Pour passer à autre chose, elle lui demanda si le roman qu’il composait pour faire concurrence à Arnaud dans leur manière de cerner la réalité progressait. Il eut un mouvement de la main signifiant que pour l’heure il s’en fichait et qu’elle ne le trompait pas avec ses airs de tragédienne au cinquième  acte. Elle le rabroua. S’il était venu pour lui gâcher la fin de cette splendide journée pleine de clarté…Il prit alors le parti de l’imiter avant qu’elle ne le renvoyât chez lui.

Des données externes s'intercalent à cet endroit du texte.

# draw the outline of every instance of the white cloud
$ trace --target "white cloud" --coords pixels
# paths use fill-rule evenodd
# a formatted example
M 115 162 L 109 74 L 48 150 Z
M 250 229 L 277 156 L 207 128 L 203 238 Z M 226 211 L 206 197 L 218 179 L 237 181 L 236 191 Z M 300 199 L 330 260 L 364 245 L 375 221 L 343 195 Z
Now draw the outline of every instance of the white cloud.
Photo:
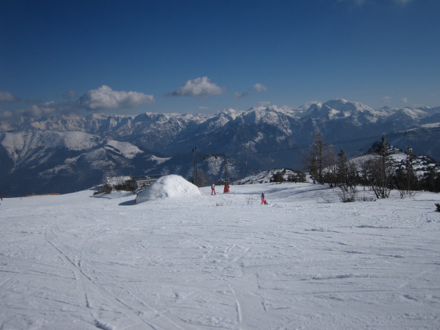
M 113 91 L 103 85 L 98 89 L 91 89 L 81 96 L 79 104 L 90 110 L 100 109 L 130 109 L 145 103 L 154 102 L 152 95 L 137 91 Z
M 0 91 L 0 102 L 17 102 L 20 99 L 9 91 Z
M 208 77 L 199 77 L 188 80 L 177 91 L 168 94 L 170 96 L 192 96 L 204 98 L 216 94 L 221 94 L 224 89 L 211 82 Z
M 76 98 L 77 92 L 74 89 L 69 89 L 64 94 L 63 94 L 63 96 L 72 100 L 72 98 Z
M 405 6 L 409 3 L 410 2 L 411 2 L 412 0 L 393 0 L 393 1 L 395 3 L 396 3 L 397 5 Z
M 259 84 L 258 82 L 254 85 L 254 88 L 258 91 L 266 91 L 267 90 L 267 87 L 266 87 L 264 85 Z
M 58 103 L 52 101 L 38 105 L 34 104 L 24 109 L 18 109 L 13 111 L 0 112 L 0 119 L 13 120 L 20 117 L 38 118 L 43 116 L 72 113 L 78 110 L 80 110 L 78 104 L 74 102 Z
M 270 101 L 260 101 L 258 102 L 259 107 L 269 107 L 272 104 L 272 102 Z
M 248 89 L 247 91 L 243 91 L 243 93 L 239 93 L 238 91 L 236 91 L 235 93 L 234 93 L 234 98 L 244 98 L 245 96 L 248 96 L 249 94 L 250 94 L 250 89 Z

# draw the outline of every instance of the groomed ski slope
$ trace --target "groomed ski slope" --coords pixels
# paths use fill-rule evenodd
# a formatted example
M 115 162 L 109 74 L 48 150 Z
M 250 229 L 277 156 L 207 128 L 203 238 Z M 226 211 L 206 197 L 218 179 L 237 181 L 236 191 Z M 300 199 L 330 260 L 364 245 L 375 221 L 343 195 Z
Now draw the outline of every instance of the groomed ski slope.
M 440 328 L 440 195 L 217 190 L 3 199 L 0 329 Z

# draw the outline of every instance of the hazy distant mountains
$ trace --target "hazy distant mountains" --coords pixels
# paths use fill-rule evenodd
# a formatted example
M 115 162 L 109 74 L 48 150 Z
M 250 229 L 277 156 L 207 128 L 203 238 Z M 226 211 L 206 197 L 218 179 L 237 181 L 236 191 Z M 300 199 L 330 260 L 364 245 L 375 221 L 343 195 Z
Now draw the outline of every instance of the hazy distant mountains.
M 364 138 L 416 131 L 390 135 L 387 142 L 440 159 L 440 107 L 375 109 L 336 99 L 298 109 L 226 109 L 214 115 L 50 116 L 0 122 L 0 193 L 68 192 L 99 184 L 106 175 L 188 178 L 195 147 L 199 155 L 226 154 L 232 179 L 273 167 L 301 169 L 302 154 L 317 128 L 327 142 L 346 141 L 334 147 L 349 154 L 374 142 Z M 222 176 L 220 159 L 198 164 L 208 178 Z

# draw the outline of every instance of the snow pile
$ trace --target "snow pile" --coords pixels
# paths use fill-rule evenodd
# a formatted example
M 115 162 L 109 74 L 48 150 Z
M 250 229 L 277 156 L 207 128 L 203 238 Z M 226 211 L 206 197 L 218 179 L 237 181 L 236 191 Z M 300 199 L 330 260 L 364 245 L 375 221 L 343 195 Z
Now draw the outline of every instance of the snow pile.
M 160 177 L 151 186 L 140 192 L 136 197 L 135 203 L 160 198 L 182 198 L 199 195 L 200 191 L 196 186 L 180 175 L 172 174 Z

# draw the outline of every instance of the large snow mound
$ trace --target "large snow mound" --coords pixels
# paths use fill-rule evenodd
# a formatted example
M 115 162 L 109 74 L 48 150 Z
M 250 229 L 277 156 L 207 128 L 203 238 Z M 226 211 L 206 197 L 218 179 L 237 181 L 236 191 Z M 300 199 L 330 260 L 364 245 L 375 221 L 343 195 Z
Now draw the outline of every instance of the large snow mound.
M 170 175 L 160 177 L 136 197 L 136 203 L 160 198 L 183 198 L 200 195 L 199 188 L 180 175 Z

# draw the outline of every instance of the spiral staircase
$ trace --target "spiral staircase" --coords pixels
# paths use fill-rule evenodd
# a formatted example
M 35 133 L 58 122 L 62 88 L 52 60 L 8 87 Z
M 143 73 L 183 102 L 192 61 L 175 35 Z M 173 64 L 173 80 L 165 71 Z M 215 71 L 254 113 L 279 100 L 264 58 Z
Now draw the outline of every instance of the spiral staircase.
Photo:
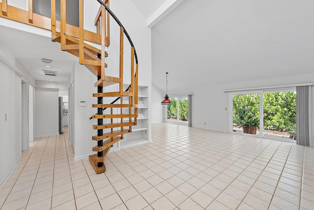
M 123 26 L 109 8 L 109 0 L 104 2 L 97 0 L 101 4 L 95 21 L 97 34 L 91 36 L 88 31 L 83 29 L 83 0 L 79 0 L 79 26 L 78 37 L 69 35 L 66 24 L 66 0 L 61 0 L 61 18 L 60 26 L 56 21 L 55 0 L 52 1 L 52 41 L 61 44 L 61 50 L 66 51 L 79 58 L 80 64 L 84 65 L 96 77 L 94 85 L 97 87 L 97 93 L 93 97 L 97 99 L 97 104 L 92 107 L 97 108 L 97 113 L 90 119 L 97 120 L 97 124 L 93 126 L 97 134 L 92 137 L 97 142 L 92 149 L 97 154 L 89 156 L 89 160 L 97 173 L 106 170 L 104 163 L 110 148 L 115 143 L 123 139 L 124 135 L 132 131 L 132 126 L 136 125 L 138 102 L 138 71 L 137 58 L 132 41 Z M 112 77 L 105 75 L 107 64 L 105 61 L 109 56 L 105 49 L 110 44 L 109 17 L 111 16 L 120 26 L 120 69 L 119 77 Z M 58 29 L 59 28 L 58 30 Z M 85 36 L 89 40 L 101 46 L 98 49 L 86 43 Z M 123 54 L 125 36 L 131 46 L 131 84 L 126 90 L 123 90 L 124 61 Z M 105 92 L 106 87 L 118 84 L 118 91 Z M 105 97 L 116 97 L 110 104 L 104 103 Z M 124 99 L 127 98 L 127 100 Z M 96 101 L 96 100 L 95 100 Z M 124 103 L 125 102 L 125 103 Z M 110 113 L 105 114 L 105 110 L 110 109 Z M 125 114 L 125 110 L 128 110 Z M 123 110 L 124 111 L 123 111 Z M 107 111 L 108 112 L 108 111 Z M 105 121 L 104 121 L 104 120 Z M 95 121 L 96 122 L 96 121 Z

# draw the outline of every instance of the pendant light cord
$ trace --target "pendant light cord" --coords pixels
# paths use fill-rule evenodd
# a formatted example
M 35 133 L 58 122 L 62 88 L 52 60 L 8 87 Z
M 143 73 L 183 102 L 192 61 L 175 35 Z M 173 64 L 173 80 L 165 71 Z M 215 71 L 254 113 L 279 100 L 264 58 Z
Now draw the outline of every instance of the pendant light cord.
M 166 95 L 168 95 L 168 72 L 166 72 Z

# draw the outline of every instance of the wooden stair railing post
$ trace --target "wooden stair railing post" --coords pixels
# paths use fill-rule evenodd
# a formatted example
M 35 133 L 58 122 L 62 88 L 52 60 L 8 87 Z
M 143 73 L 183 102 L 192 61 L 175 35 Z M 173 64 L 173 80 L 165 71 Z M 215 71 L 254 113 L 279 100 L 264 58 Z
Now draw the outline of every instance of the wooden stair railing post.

-Oui et non. Son livre stagnait. Il avait trop de travail, était préoccupé, il s’inquiétait. Il ne précisa pas le sujet de cette inquiétude indéterminée. Elle le savait très bien qu’il était mort d’angoisse à son sujet. Cela faisait plus d’une semaine qu’elle était absente et n’avait répondu à aucun des coups de fil qu’il lui avait passés. D’où sa venue jusqu’à chez elle, forçant les règles, sans l’avertir. D’où sa présence têtue et taciturne, sa mauvaise humeur, son besoin de comprendre ce qu’il se passait, qu’elle infirmât ou confirmât les rumeurs qui circulaient dans tout le lycée et qu’il ne pouvait brutalement lui balancer. Ce n’était pas la première fois que sur elle on jasait mais cette fois-ci le mélange de commisération, d’apitoiement et de perfidie qu’il avait décelait dans les ragots l’inquiétait. Une intuition mauvaise le tenaillait. La méchanceté n’était pas franche. Il lui semblait que ses collègues le considéraient avec pitié. Avec contentement, méchanceté et pitié. C’est ainsi qu’il aurait défini le ton de leur voix lorsqu’ils lui parlaient, l’insistance fielleuse de leurs regards et la nature du sourire contraint qu’ils lui adressaient dans les couloirs. Il avait passé toute la semaine à éviter Arnaud. Ils ne pouvaient se mentir et finalement, il préférait sa suspicion aux confidences d’un ami qui devait ne pas être mieux informé que lui mais dont les questions, l’angoisse peut-être ou la volonté de dédramatiser l’auraient ébranlé, forcément.